When I was 16 or 17 years old, I stood with a group of people outside an abortion clinic. I was holding a sign that said, “Choose Life.” I was… | https://anniemueller.com/posts/people-can-change
People can change - annie's blog

When I was 16 or 17 years old, I stood with a group of people outside an abortion clinic. I was holding a sign that said, “Choose Life.” I was...

annie's blog

@annie people really can, and until they do change, it's not that they know they're on some kind of dark side, they believe what they believe because they love, and usually they feel like they're doing the most loving thing. Until they realise they aren't.

There are people who are clearly on the dark side - like oligarchical rich horrible humans - but I think most people are doing their best with the information that they have access to / shoved down their throats.

@annie Sorry went off on some kind of pseudo-philosophical knowitall comment - thank you so much for sharing, Annie

@sarajw @annie I enjoyed reading it. I’m a middle-aged white woman who didn’t even know I had internalized misogyny until sometime in the last decade, and it has taken me a really long time to purge it from my being.

It’s quite possible that in my quest to do that I swung too far in the other direction, but I’m actually OK with that. I am 4B AF now (not the TERFy “West 4B” I just don’t deal with the patriarchal con of “romantic love” and once I realized that people think they have a right to infect other people with disease I don’t let them touch my body anymore either.)

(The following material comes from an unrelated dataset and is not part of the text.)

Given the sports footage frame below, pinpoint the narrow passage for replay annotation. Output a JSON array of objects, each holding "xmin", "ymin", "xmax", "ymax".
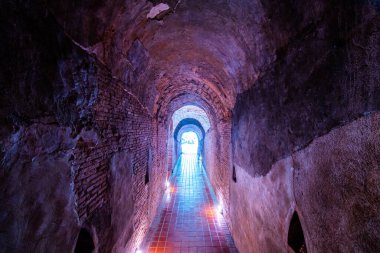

I’m embarrassed about how long it took me to come around, I recently apologized to some of my younger friends because I know when they were in their 20s and I was in my 30s I was saying dumb stuff to them, but those millennials were not having it. And I thought they just didn’t know how the world worked. But they were right and I was wrong.

@maggiejk @sarajw “they were right and I was wrong” is a glorious thing to be able to say.

the important part is being open and willing to change, I think. I’ll be working out internalized bullshit till I die.

@annie @maggiejk sooooo much internalised bullshit
@sarajw pseudo-philosophical is my fave comment genre :) and I think a lot about this line I read somewhere: “No one does the wrong thing on purpose.”
That doesn’t mean it’s the right thing ofc… but usually people are choosing what they think is best based on their current understanding and motivations and fears.

@annie

"No one does the wrong thing on purpose.”

I agree up to a point - somewhere a line is crossed into greed and ambition and some people stop at nothing. But there's a lot fewer of those awful kinds of people.

@sarajw Oh yeah, for sure. Evil exists (as you pointed out, the horrible humans) and some people absolutely cross that line into it.